Not sure what stove you are burning but when you are getting black glass, that is one of the first signs that you wood is not dry enough. Our glass doesn't get black except for recently when we tried a dumb experiment and burned some wood that we cut last winter. It turned black then so we quickly switched back to the well-seasoned wood and it cleaned right up on its own. We do get some haze from fly ash so occasionally that gets cleaned. Just a few times each winter for this though. Certainly not a daily or weekly thing.


----------



## Looking_for_an_insert (Nov 23, 2013)

turbocruiser said:


> Assuming that stove has "ceramic glass" it should not matter much at all since "ceramic glass" is able to withstand temperature extremes without expanding or contracting much at all. I've never tried to clean the glass when it was too hot to quickly touch but when it is warm a cotton cloth dipped in ash immediately does an amazing job completely cleaning everything. Don't have to use cleaning chemicals at all. Hope that helps.

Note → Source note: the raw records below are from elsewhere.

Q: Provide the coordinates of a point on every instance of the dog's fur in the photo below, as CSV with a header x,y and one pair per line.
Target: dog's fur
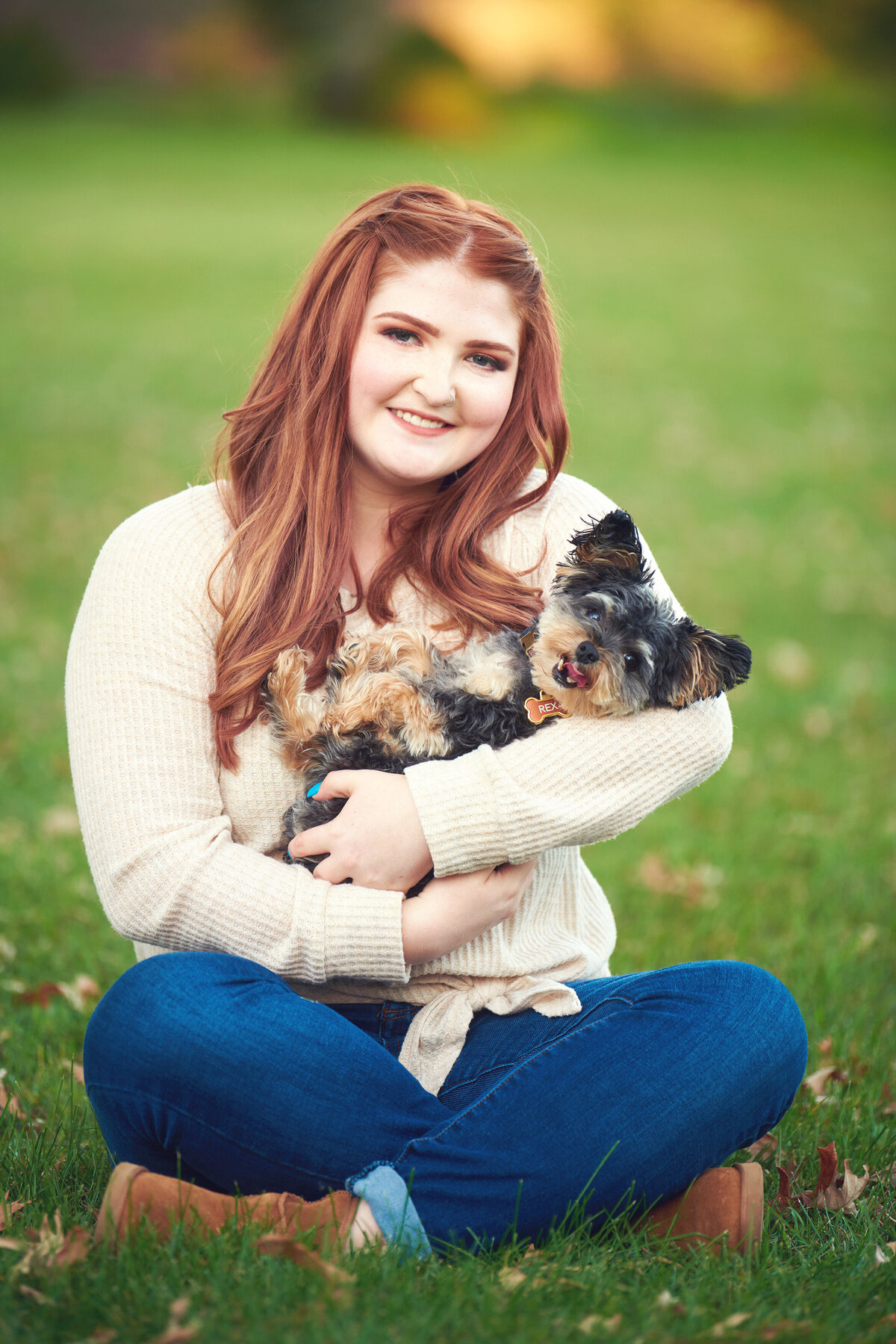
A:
x,y
605,644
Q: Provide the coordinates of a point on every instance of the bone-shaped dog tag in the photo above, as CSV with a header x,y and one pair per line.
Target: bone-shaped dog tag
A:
x,y
544,708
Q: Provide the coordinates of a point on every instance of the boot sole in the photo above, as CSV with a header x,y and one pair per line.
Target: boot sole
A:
x,y
753,1192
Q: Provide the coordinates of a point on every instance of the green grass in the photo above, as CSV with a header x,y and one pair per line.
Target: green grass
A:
x,y
726,296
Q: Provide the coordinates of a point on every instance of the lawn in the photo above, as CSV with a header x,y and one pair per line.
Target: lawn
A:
x,y
726,297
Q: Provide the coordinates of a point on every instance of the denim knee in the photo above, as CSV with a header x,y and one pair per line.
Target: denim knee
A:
x,y
768,1016
144,1015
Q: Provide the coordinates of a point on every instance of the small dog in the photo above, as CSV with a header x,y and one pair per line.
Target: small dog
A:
x,y
605,644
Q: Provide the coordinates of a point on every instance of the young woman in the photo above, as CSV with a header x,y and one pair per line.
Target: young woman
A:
x,y
385,468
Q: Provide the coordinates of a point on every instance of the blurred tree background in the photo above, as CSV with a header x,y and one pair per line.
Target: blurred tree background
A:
x,y
441,66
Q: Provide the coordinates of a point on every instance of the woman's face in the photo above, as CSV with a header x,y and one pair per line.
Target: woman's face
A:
x,y
430,332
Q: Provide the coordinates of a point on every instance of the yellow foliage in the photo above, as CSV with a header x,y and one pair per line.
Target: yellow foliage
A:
x,y
742,47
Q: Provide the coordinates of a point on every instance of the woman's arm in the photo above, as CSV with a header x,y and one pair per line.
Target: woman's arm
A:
x,y
147,775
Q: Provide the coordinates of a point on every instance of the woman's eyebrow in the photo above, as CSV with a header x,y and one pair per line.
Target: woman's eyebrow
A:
x,y
413,321
435,331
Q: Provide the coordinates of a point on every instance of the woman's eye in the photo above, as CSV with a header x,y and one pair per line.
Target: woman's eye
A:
x,y
487,362
401,335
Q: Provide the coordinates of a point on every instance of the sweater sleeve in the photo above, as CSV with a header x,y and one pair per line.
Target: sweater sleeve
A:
x,y
147,777
579,780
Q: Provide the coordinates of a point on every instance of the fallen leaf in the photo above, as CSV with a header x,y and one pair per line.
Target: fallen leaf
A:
x,y
790,663
10,1207
817,1083
26,1290
729,1323
49,1248
763,1148
837,1194
60,822
78,992
300,1254
178,1331
40,995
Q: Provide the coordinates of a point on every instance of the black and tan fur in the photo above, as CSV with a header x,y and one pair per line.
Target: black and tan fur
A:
x,y
605,644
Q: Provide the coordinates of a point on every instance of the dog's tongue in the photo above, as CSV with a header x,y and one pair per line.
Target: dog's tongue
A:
x,y
573,672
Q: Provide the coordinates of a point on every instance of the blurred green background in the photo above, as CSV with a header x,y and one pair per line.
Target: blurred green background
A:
x,y
718,237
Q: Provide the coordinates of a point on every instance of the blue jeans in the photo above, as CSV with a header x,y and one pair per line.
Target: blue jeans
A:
x,y
208,1063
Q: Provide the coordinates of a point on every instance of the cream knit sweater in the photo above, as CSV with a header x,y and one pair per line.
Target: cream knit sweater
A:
x,y
180,849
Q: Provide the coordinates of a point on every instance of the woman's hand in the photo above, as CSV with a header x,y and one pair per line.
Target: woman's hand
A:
x,y
453,910
376,840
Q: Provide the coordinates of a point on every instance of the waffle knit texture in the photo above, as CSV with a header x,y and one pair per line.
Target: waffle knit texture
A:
x,y
183,852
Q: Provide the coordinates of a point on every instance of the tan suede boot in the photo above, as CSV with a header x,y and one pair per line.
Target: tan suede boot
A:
x,y
723,1201
134,1192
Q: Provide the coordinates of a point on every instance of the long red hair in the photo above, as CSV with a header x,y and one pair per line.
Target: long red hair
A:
x,y
289,457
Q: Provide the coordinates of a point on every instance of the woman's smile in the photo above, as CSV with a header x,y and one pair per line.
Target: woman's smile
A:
x,y
432,378
418,424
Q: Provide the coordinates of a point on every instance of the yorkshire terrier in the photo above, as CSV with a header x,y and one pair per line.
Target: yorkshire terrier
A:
x,y
605,644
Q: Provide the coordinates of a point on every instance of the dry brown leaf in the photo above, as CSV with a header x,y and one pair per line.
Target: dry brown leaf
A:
x,y
765,1148
78,992
835,1192
729,1323
60,822
8,1209
26,1290
49,1248
40,994
300,1254
178,1331
817,1083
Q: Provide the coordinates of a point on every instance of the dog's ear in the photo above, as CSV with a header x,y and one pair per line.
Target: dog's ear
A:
x,y
706,664
612,541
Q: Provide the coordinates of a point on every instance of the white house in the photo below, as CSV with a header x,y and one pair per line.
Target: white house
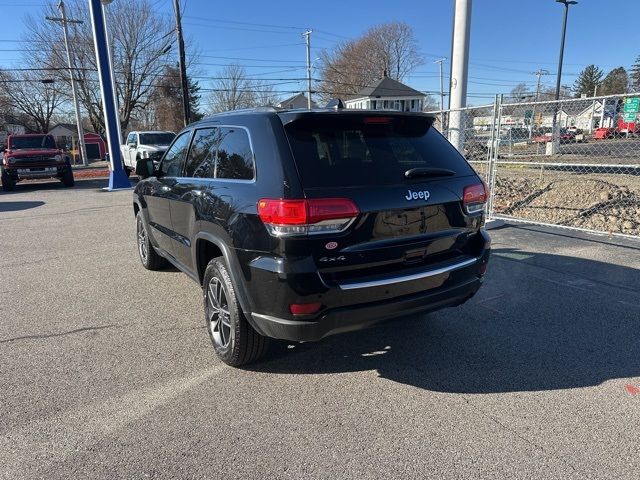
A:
x,y
388,94
297,101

Would you use a warm cotton cloth that was wet or dry,  then dipping it in ash?  Did you mean cold ash, or hot ash from the side of the wood stove?


----------



## cableman (Nov 23, 2013)

I thought the magic eraser was good till i tryed this!


----------



## Looking_for_an_insert (Nov 23, 2013)

Backwoods Savage said:


> I agree with Oslo about not cleaning when it is hot. There has been mixed reports of cleaning with razor blade. Not sure I would do that but some have. Vinegar should be fine. Do you use white vinegar?



I use white vinegar and it seems to work great.  Just don't want to break anything while trying it hot.  I have seasoned firewood, but it may have been a little humid from being outside.  Seems to cloud up after a few days unfortunately.  Maybe the wood will be dryer as the winter progresses.  Best seems to while cold spray with white vinegar, then razor it off, but any experience or advice would be appreciated.


----------



## turbocruiser (Nov 23, 2013)

Looking_for_an_insert said:


> Would you use a warm cotton cloth that was wet or dry,  then dipping it in ash?  Did you mean cold ash, or hot ash from the side of the wood stove?

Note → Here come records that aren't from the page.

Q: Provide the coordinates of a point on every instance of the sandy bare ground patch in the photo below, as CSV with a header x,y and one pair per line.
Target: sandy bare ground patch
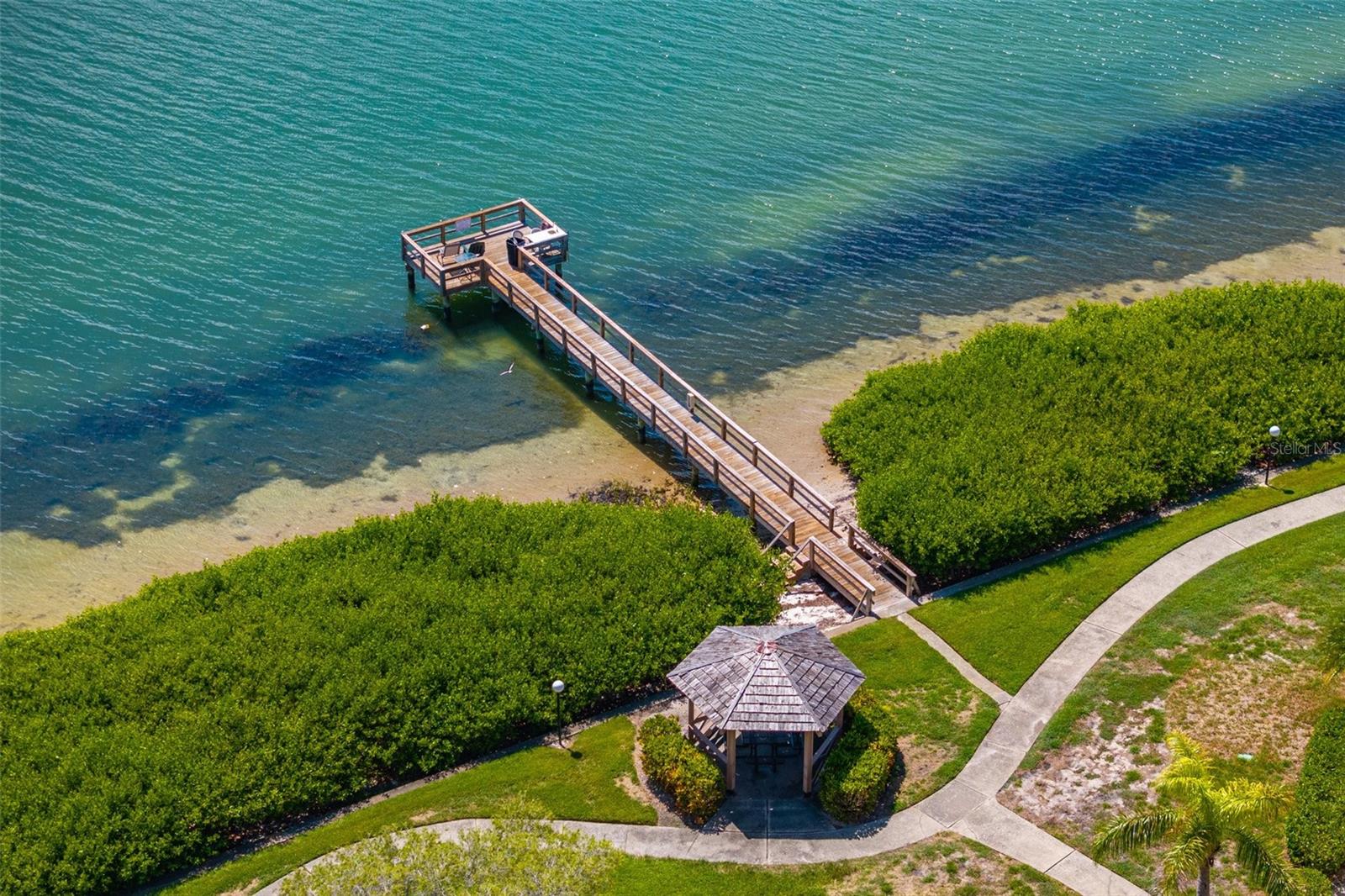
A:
x,y
946,865
1076,784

Sorry I sort of left out some important information there, I use a warm wet cotton cloth (typically square sections cut out of rags) and then dip that into the ashes in the inside of the stove to make a sort of slurry that scrubs the glass clean.  I have also tried the Rutland products like the liquid glass cleaner and the paste glass conditioner and they all work very well but honestly the warm wet rag with warm ashes works as well as anything as far as I can conclude.  Hope that helps.


----------



## BrotherBart (Nov 23, 2013)

The old Sierra is gonna crap up the glass anytime you burn. The method you are using works as well as any. It ain't gonna stay clean. Clean glass airwash was incorporated in stoves 10 years after that stove was made.

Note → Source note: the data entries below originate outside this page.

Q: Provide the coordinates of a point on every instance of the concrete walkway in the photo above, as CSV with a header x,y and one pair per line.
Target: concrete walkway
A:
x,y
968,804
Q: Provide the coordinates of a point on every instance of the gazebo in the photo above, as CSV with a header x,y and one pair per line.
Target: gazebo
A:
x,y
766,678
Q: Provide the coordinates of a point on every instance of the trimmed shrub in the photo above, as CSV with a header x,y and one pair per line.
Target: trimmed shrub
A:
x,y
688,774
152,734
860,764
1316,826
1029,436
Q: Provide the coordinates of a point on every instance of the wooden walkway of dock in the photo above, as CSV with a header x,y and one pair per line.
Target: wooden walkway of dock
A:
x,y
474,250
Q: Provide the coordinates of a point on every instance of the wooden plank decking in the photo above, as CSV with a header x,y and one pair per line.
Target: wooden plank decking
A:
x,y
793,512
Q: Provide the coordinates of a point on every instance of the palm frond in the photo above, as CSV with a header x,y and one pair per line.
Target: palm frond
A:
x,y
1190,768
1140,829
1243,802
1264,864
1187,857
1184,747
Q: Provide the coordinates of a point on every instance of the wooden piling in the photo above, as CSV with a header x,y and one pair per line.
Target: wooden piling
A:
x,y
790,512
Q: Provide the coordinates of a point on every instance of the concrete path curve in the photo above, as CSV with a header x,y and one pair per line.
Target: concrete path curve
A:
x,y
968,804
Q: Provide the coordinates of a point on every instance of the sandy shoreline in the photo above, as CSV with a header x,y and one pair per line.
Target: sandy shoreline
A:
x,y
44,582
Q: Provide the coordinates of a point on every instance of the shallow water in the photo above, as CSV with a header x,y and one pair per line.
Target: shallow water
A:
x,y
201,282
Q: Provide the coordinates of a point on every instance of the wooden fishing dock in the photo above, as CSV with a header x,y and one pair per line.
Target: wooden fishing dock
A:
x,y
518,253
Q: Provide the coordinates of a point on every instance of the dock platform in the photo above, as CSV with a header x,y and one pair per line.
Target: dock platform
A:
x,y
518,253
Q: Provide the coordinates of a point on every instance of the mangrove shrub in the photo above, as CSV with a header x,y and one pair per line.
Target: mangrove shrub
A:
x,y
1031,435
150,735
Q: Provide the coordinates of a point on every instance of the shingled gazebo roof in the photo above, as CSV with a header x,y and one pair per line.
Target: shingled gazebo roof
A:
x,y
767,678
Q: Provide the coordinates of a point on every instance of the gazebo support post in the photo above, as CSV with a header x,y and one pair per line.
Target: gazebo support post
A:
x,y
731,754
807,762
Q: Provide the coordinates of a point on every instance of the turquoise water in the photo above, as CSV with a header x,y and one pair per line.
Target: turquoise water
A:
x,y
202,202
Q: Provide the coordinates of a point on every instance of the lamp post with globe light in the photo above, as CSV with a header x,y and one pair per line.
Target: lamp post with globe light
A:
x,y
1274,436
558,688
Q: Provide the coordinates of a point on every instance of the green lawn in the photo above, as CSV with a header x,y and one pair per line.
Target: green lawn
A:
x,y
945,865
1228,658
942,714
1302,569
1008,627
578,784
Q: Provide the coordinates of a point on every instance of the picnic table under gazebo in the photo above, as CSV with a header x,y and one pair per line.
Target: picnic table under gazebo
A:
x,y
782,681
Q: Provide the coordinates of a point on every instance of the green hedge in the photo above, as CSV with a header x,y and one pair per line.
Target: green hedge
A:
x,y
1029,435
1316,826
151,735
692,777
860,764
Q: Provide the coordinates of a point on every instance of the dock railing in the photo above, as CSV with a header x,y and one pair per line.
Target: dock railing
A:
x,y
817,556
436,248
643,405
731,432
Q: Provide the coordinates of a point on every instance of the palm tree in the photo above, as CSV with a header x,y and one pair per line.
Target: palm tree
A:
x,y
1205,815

BB - Burned in a Sierra for 21 years.

And heading this thread to the Classic Stove room.


----------



## Mohawk Dave (Nov 23, 2013)

Also, if/when using a razor blade on the glass, always push forward. Never drag it backwards. Potential for scratching.


----------



## BrotherBart (Nov 23, 2013)

And don't ever think it is gonna be clear. The glass they used had a brown tint to it right out of the box. 

Enjoy the old stove and burn really dry wood in it and keep it over five hundred degrees stove top temp and it will burn fairly clean. And clean that chimney often.


----------